Ability for HB to create Dataflow on existing VPC (not default VPC)
gcpjaru opened this issue · 5 comments
Expected Behavior
HB to create Dataflow on customer's VPC
Actual Behavior
HB creates Dataflow on default VPC only, if default VPC is not existed, then Dataflow will fail
The customer doesn't use default VPC due the security best practices.
Steps to Reproduce the Problem
- Create HB job
- Go go GCP --> Dataflow
- Look for Dataflow worker subnet
Specifications
- Version:
- Platform:
Thanks for reporting this. There could be a few scenarios here
- Single default subnet
- Multiple VPC's exist, including default
- Multiple VPC's, excluding default
I think the ideal behaviour here would be to select the VPC and Subnet for a list of available options.
Did the POC to launch a Dataflow job inside a VPC.
Next: Working on adding it as a feature.
Tested on the feature by running HB locally (not gcloud), here is the result:
- Using custom VPC/Subnets in the project, it can successfully run HB
- Using custom VPC/Subnets from Shared VPC, it cannot run. This is not permission issue, instead it cannot find the networks/subnet.

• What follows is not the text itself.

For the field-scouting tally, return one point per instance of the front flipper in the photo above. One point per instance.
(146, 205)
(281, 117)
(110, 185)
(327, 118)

Error when launching dataflow on Shared VPC subnets:
Failed to start the VM, launcher-2023030801105316106672755625837005, used for launching because of status code: INVALID_ARGUMENT, reason: Invalid Error: Message: Invalid value for field 'resource.networkInterfaces[0].subnetwork': 'regions/asia-southeast1/subnetworks/sg-subnet1'. The referenced subnetwork resource cannot be found. HTTP Code: 400.
Normally using SharedVPC it requires to provide a complete URL path:
https://www.googleapis.com/compute/v1/projects/HOST_PROJECT_ID/regions/REGION_NAME/subnetworks/SUBNETWORK_NAME
https://cloud.google.com/dataflow/docs/guides/specifying-networks
For running dataflow in a shared VPC, we will need to:
- Accept the host project ID as an input.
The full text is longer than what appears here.